To make it easier to identify related changes the concept of changesets is introduced. Every modification of the standard OSM elements has to reference an open changeset. A changeset may contain tags just like the other elements. A recommended tag for changesets is the key comment=* with a short human readable description of the changes being made in that changeset, similar to a commit message in a revision control system. A new changeset can be opened at any time and a changeset may be referenced from multiple API calls. Because of this it can be closed manually as the server can't know when one changeset ends and another should begin. To avoid stale open changesets a mechanism is implemented to automatically close changesets upon one of the following three conditions:

  • 10,000 edits on a single changeset (see the capabilities endpoint for specific limits)
  • The changeset has been open for more than 24 hours
  • There have been no changes/API calls related to a changeset in 1 hour (i.e. idle timeout)

Note that some older changesets may contain slightly more than 10k (or previously 50k) changes due to some glitches in the API.

Changesets are specifically not atomic - elements added within a changeset will be visible to other users before the changeset is closed. Given how many changes might be uploaded in one step it's not feasible. Instead optimistic locking is used as described above. Anything submitted to the server in a single request will be considered atomically. To achieve transactionality for multiple changes there is the new diff upload API call.

Changesets facilitate the implementation of rollbacks. By providing insight into the changes committed by a single person it becomes easier to identify the changes made, rather than just rolling back a whole region. Direct support for rollback will not be in the API, instead they will be a form of reverse merging, where client can download the changeset, examine the changes and then manipulate the API to obtain the desired results. Rolling back a changeset can be be an extremely complex process especially if the rollback conflicts with other changes made in the mean time; we expect (hope) that in time, expert applications will be created that make rollback on various levels available to the average user.

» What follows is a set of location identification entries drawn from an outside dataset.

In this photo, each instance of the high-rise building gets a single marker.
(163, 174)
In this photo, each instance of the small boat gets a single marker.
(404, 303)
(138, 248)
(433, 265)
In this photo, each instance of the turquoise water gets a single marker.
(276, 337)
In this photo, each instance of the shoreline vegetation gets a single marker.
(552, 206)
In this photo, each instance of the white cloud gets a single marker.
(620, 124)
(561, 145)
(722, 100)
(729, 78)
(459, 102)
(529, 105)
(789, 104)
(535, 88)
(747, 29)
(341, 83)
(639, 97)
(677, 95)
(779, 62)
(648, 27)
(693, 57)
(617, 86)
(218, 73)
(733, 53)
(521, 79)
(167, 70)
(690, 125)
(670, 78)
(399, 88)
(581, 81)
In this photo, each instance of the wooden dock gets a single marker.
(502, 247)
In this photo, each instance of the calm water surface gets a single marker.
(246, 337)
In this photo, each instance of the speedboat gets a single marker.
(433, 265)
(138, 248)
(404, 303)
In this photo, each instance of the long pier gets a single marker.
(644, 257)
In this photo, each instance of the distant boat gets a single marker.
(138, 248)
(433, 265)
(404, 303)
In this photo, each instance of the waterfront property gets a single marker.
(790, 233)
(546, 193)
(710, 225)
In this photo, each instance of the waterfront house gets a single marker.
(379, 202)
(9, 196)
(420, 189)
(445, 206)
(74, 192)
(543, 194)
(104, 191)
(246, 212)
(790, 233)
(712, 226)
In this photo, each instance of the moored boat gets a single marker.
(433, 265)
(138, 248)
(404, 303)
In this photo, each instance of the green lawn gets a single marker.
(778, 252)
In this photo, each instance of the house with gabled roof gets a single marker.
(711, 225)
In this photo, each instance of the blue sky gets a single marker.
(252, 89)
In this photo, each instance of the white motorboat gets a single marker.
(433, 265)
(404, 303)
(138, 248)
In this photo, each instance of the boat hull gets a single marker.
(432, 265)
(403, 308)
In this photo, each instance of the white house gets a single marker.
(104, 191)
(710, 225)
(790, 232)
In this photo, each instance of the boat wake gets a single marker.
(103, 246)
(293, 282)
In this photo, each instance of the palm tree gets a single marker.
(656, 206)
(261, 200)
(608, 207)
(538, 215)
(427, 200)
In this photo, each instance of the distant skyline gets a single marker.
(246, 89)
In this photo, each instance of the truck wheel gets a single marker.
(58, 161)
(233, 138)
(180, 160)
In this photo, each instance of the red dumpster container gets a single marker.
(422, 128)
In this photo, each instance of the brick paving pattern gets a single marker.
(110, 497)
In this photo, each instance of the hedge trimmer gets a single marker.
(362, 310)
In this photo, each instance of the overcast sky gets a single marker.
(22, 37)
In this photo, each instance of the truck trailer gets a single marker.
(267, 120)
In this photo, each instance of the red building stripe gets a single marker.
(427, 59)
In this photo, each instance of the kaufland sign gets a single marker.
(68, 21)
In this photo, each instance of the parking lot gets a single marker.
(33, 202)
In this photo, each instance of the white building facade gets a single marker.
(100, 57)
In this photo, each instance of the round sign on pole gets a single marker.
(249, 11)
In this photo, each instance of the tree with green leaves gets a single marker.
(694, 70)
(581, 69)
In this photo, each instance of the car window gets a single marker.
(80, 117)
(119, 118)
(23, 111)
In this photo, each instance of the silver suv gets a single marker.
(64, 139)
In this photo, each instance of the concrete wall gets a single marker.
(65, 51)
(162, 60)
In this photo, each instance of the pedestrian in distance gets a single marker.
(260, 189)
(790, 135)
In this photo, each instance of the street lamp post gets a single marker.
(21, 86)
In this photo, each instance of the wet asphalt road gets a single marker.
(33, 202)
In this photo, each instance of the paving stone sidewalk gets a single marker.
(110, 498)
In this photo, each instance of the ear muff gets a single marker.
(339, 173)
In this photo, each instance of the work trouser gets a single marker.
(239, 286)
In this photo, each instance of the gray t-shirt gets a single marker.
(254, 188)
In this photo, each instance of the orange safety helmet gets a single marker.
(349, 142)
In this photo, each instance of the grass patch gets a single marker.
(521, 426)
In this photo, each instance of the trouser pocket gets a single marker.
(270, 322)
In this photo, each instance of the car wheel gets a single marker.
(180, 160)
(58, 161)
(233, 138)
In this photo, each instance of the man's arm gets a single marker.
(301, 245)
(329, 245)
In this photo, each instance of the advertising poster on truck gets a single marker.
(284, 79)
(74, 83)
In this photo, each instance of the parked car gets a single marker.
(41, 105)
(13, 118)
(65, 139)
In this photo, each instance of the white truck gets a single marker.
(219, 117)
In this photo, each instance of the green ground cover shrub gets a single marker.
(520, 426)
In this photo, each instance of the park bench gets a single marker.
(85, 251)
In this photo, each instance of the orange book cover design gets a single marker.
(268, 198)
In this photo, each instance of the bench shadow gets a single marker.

To support easier usage, the server stores a bounding box for each changeset and allows users to query changesets in an area. This will be calculated by the server, since it needs to look up the relevant nodes anyway. Client should note that if people make many small changes in a large area they will be easily matched. In this case clients should examine the changeset directly to see if it truly overlaps.

It is not possible to delete changesets at the moment, even if they don't contain any changes. The server may at a later time delete changesets which are closed and which do not contain any changes. This is not yet implemented.

Bounding box computation

This is how the API computes the bounding box associated with a changeset:

  • Nodes: Any change to a node, including deletion, adds the node's old and new location to the bbox.
  • Ways: Any change to a way, including deletion, adds all of the way's nodes to the bbox.
  • Relations:
    • adding or removing nodes or ways from a relation causes them to be added to the changeset bounding box.
    • adding a relation as a member or changing tag values causes all node and way members to be added to the bounding box.
    • this is similar to how the map call does things and is reasonable on the assumption that adding or removing members doesn't materially change the rest of the relation.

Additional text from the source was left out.